The rural landscape of Norway, on the long easterly slope that leads up to the watershed among the mountains on the western coast, is not unlike that of Vermont or New Hampshire. The railway from Christiania to the Randsfjord carried us through a hilly country of scattered farms and villages. Wood played a prominent part in the scenery. There were dark stretches of forest on the hilltops and in the valleys; rivers filled with floating logs; sawmills beside the waterfalls; wooden farmhouses painted white; and rail-fences around the fields. The people seemed sturdy, prosperous, independent. They had the familiar habit of coming down to the station to see the train arrive and depart. We might have fancied ourselves on a journey through the Connecticut valley if it had not been for the soft sing-song of the Norwegian speech and the uniform politeness of the railway officials.
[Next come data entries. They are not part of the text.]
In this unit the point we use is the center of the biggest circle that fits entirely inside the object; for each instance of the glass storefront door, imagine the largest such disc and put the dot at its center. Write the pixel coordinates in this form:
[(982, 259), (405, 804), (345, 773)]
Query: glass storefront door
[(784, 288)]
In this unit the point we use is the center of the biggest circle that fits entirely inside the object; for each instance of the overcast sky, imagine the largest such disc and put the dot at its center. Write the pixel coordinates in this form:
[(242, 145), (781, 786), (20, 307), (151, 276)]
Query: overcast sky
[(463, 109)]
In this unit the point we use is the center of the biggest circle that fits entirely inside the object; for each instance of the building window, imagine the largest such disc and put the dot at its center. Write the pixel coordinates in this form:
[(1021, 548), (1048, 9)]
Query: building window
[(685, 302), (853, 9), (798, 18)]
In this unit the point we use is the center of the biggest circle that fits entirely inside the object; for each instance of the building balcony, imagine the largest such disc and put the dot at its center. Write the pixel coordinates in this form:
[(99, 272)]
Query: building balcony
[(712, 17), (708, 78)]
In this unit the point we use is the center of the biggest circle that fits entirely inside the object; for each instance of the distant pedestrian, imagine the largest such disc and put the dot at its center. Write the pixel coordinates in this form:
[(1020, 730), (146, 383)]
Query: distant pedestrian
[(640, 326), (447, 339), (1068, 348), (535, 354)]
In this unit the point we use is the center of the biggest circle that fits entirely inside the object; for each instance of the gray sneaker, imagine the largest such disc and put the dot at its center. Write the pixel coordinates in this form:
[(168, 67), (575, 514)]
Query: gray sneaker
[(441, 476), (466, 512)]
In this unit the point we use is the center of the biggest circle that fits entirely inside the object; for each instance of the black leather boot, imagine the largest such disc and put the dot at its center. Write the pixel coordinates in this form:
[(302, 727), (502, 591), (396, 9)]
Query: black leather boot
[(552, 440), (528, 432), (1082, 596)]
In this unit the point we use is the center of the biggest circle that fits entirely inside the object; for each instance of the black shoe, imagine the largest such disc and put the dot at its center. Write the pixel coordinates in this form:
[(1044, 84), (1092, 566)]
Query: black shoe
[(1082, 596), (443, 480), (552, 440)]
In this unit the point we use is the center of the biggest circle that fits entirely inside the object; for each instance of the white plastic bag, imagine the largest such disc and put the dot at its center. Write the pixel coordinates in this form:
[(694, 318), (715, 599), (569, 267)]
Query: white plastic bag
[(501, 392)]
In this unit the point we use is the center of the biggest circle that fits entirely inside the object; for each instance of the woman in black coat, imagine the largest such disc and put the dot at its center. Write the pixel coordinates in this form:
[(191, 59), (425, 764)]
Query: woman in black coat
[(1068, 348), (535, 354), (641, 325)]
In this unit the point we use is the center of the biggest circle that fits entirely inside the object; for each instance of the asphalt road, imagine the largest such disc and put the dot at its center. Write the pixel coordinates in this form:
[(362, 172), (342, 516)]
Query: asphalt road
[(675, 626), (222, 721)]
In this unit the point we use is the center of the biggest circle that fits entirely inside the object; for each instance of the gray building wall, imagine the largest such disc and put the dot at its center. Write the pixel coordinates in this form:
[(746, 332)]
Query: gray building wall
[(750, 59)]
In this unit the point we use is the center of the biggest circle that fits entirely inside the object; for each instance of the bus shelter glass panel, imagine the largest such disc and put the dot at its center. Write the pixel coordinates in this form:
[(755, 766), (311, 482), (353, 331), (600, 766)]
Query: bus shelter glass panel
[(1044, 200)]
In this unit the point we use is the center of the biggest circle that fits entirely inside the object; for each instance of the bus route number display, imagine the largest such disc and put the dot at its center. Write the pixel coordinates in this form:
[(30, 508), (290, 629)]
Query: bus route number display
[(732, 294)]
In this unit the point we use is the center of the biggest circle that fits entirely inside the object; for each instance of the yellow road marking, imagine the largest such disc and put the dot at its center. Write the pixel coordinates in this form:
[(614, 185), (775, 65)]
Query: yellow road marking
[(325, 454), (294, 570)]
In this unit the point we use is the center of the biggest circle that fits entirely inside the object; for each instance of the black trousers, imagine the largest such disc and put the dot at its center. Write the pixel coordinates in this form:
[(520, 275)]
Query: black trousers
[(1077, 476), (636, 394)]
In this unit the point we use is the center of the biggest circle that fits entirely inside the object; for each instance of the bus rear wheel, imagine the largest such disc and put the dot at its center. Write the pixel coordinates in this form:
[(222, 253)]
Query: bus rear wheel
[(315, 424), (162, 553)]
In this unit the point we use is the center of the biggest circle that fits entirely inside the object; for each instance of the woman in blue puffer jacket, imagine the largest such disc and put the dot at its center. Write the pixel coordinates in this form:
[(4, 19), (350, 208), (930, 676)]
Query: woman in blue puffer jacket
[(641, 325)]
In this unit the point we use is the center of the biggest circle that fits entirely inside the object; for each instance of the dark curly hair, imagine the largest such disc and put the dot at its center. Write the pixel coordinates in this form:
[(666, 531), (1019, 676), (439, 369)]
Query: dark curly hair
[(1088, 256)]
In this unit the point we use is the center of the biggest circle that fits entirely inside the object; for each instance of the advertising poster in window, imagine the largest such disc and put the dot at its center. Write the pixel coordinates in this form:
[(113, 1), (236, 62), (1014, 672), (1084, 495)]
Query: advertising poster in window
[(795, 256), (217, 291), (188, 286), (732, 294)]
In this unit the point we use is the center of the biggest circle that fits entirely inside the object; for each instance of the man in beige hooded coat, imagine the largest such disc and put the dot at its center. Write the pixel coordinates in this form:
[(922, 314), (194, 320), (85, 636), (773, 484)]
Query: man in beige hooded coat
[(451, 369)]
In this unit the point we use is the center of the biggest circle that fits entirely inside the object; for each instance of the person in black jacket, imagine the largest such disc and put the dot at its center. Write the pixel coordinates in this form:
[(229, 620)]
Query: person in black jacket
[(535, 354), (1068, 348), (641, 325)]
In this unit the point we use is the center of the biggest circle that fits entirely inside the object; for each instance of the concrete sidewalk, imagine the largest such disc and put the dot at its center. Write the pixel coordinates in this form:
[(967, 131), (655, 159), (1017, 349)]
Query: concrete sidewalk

—Van Dyke: Fisherman's Luck.

5

The plan of the Spectator must be allowed to be both original and eminently happy. Every valuable essay in the series may be read with pleasure separately; yet the five or six hundred essays form a whole, and a whole which has the interest of a novel. It must be remembered, too, that at that time no novel, giving a lively and powerful picture of the common life and manners of England, had appeared. Richardson was working as a compositor. Fielding was robbing birds' nests. Smollett was not yet born. The narrative, therefore, which connects together the Spectator's essays gave to our ancestors their first taste of an exquisite and untried pleasure. That narrative was, indeed, constructed with no art or labor. The events were such events as occur every day. Sir Roger comes up to town to see Eugenio, as the worthy baronet always calls Prince Eugene, goes with the Spectator on the water to Spring Gardens, walks among the tombs in the Abbey, and is frightened by the Mohawks, but conquers his apprehension so far as to go to the theater when the "Distressed Mother" is acted. The Spectator pays a visit in the summer to Coverley Hall, is charmed with the old house, the old butler, and the old chaplain, eats a jack caught by Will Wimble, rides to the assizes, and hears a point of law discussed by Tom Touchy. At last a letter from the honest butler brings to the club the news that Sir Roger is dead. Will Honeycomb marries and reforms at sixty. The club breaks up, and the Spectator resigns his functions. Such events can hardly be said to form a plot; yet they are related with such truth, such grace, such wit, such humor, such pathos, such knowledge of the human heart, such knowledge of the ways of the world that they charm us on the hundredth perusal. We have not the least doubt that if Addison had written a novel on an extensive plan, it would have been superior to any that we possess. As it is, he is entitled to be considered not only as the greatest of the English essayists, but as the forerunner of the great English novelists.

—Macaulay: Essay on Addison.

Exercise 209

Prepare a paragraph developing each of the following topic sentences:

1. The kitchen was a cheerful place. (Tell all the details that will explain the word cheerful.)